Place the butter and chocolate into a large mixing bowl. Microwave in 30 second increments, stirring after each, until fully melted and smooth. You may also use a double boiler to do this.
Add the eggs, sugar, espresso powder, and vanilla to the bowl. Using either a hand mixer on medium-low speed, or a really strong arm with a whisk, beat the mixture until just combined. Add the flours, cocoa, baking soda, and salt, and continue mixing/whisking until no lumps remain. Fold in the chocolate chips, if using.
Pour the batter into the prepared pan. Bake the brownies for 34-35 minutes, until the top is matte, stable, and slightly puffy. The toothpick test isn’t a great indicator of doneness here… use your judgement.
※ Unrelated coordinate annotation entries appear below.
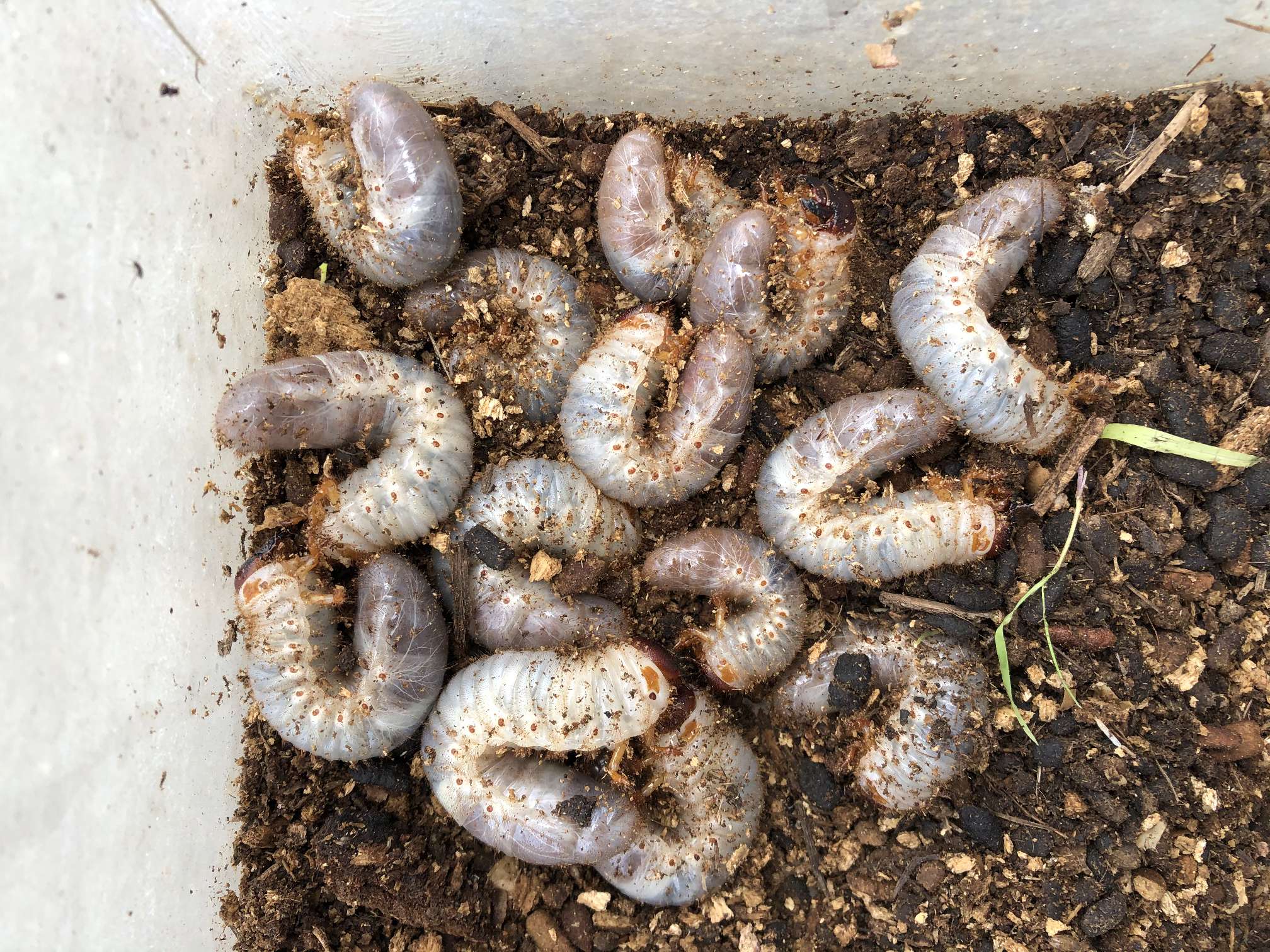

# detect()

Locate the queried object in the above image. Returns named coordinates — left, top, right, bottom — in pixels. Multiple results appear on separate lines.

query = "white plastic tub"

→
left=0, top=0, right=1270, bottom=949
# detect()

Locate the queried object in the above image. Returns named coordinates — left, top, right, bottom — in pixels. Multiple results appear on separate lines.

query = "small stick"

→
left=1054, top=120, right=1097, bottom=167
left=996, top=813, right=1067, bottom=839
left=489, top=103, right=560, bottom=169
left=1186, top=43, right=1216, bottom=76
left=1115, top=89, right=1208, bottom=195
left=878, top=591, right=998, bottom=622
left=1031, top=416, right=1107, bottom=515
left=890, top=853, right=940, bottom=902
left=1224, top=16, right=1270, bottom=33
left=795, top=803, right=829, bottom=897
left=450, top=535, right=472, bottom=660
left=1150, top=74, right=1225, bottom=93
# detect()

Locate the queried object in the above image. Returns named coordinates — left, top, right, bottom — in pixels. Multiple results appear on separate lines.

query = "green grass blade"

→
left=992, top=468, right=1085, bottom=744
left=1099, top=422, right=1261, bottom=466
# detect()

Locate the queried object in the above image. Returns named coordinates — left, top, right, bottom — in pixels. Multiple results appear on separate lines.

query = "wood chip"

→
left=489, top=103, right=560, bottom=169
left=1160, top=241, right=1190, bottom=268
left=1213, top=406, right=1270, bottom=490
left=1076, top=231, right=1120, bottom=281
left=1115, top=90, right=1208, bottom=195
left=578, top=890, right=614, bottom=913
left=865, top=39, right=899, bottom=70
left=1031, top=416, right=1107, bottom=515
left=530, top=548, right=560, bottom=581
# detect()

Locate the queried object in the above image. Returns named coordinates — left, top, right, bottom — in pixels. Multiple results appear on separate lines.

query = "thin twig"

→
left=150, top=0, right=207, bottom=80
left=1150, top=74, right=1225, bottom=93
left=1054, top=120, right=1097, bottom=166
left=795, top=805, right=829, bottom=898
left=993, top=813, right=1067, bottom=839
left=1031, top=416, right=1107, bottom=515
left=489, top=103, right=560, bottom=169
left=1224, top=16, right=1270, bottom=33
left=1186, top=43, right=1216, bottom=76
left=1115, top=89, right=1208, bottom=195
left=878, top=591, right=1001, bottom=622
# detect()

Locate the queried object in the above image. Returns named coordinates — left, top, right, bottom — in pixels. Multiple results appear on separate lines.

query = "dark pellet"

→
left=464, top=526, right=515, bottom=571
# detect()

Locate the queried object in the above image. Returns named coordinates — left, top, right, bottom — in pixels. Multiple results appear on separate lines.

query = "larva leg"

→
left=596, top=128, right=743, bottom=301
left=560, top=307, right=755, bottom=506
left=641, top=530, right=806, bottom=691
left=769, top=622, right=988, bottom=810
left=216, top=350, right=472, bottom=558
left=755, top=390, right=1005, bottom=581
left=295, top=81, right=462, bottom=287
left=423, top=641, right=678, bottom=864
left=403, top=247, right=596, bottom=422
left=890, top=178, right=1076, bottom=453
left=692, top=179, right=857, bottom=380
left=437, top=460, right=640, bottom=650
left=596, top=692, right=764, bottom=905
left=235, top=555, right=449, bottom=761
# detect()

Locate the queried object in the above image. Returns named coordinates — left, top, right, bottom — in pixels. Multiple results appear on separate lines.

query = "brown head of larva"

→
left=631, top=637, right=695, bottom=734
left=799, top=175, right=856, bottom=235
left=234, top=536, right=281, bottom=601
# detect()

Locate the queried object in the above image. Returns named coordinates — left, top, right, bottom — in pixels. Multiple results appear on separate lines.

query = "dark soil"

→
left=222, top=88, right=1270, bottom=952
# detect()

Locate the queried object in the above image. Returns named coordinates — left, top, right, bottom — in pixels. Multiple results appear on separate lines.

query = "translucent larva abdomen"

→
left=755, top=390, right=1002, bottom=581
left=216, top=350, right=472, bottom=558
left=235, top=555, right=450, bottom=761
left=295, top=81, right=462, bottom=287
left=890, top=178, right=1076, bottom=453
left=769, top=622, right=988, bottom=810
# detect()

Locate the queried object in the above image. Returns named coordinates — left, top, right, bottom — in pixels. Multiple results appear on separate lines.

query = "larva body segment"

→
left=216, top=350, right=472, bottom=558
left=423, top=642, right=673, bottom=864
left=770, top=622, right=988, bottom=810
left=755, top=390, right=1004, bottom=581
left=235, top=555, right=449, bottom=761
left=891, top=178, right=1076, bottom=453
left=692, top=180, right=856, bottom=380
left=403, top=247, right=596, bottom=422
left=596, top=128, right=744, bottom=301
left=596, top=692, right=764, bottom=906
left=560, top=307, right=755, bottom=506
left=444, top=460, right=640, bottom=650
left=641, top=528, right=806, bottom=691
left=295, top=81, right=462, bottom=288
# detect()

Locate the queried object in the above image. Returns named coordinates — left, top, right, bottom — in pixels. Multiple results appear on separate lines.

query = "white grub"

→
left=640, top=528, right=806, bottom=691
left=755, top=390, right=1005, bottom=581
left=216, top=350, right=472, bottom=558
left=295, top=81, right=464, bottom=288
left=692, top=179, right=857, bottom=380
left=560, top=307, right=755, bottom=506
left=403, top=247, right=596, bottom=422
left=596, top=128, right=744, bottom=301
left=421, top=641, right=678, bottom=864
left=234, top=555, right=450, bottom=761
left=441, top=460, right=640, bottom=651
left=596, top=692, right=764, bottom=906
left=769, top=622, right=988, bottom=810
left=890, top=178, right=1076, bottom=453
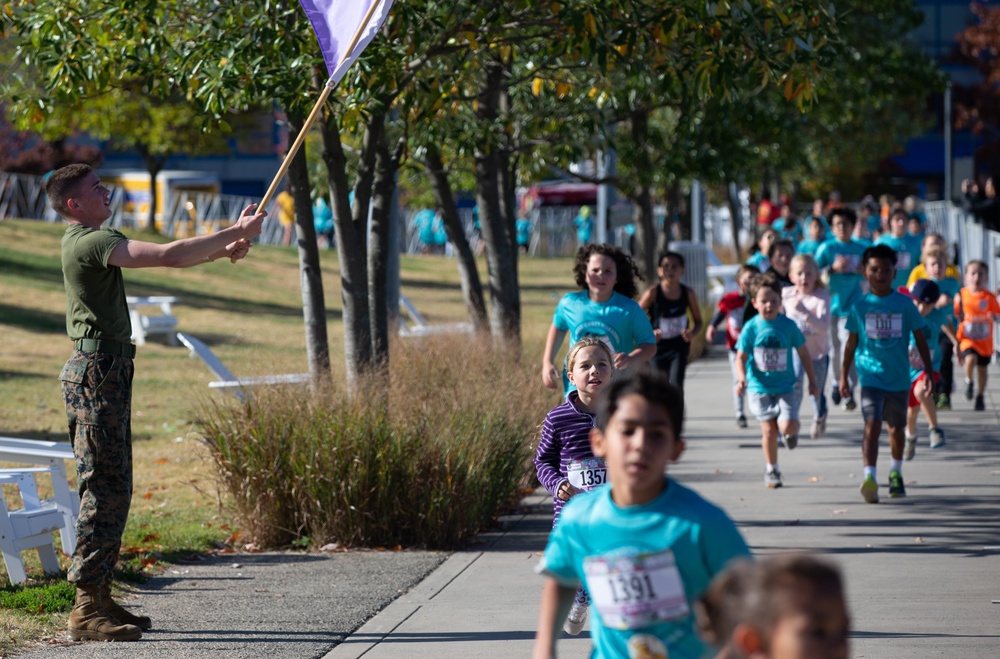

Cool the brownies on the counter for about a half hour. Transfer to the fridge and chill for at least 90 minutes minutes longer . One chilled, remove the pan from the fridge and grab hold of the sides of the tin foil to lift the brownies out of the pan. To make clean squares, use a very sharp knife and wipe it clean between each cut. These brownies are rich, so I usually make 16 squares. You may make yours bigger or smaller.
Store brownies in an airtight container either in the fridge or at room temperature. They’re great both ways!
*This small amount of bread flour makes for a super chewy brownie. Alternatively, you can substitute an equal amount of all-purpose flour and add 1/2 a teaspoon of vital wheat gluten to the batter for comparable results, or just use all-purpose flour alone.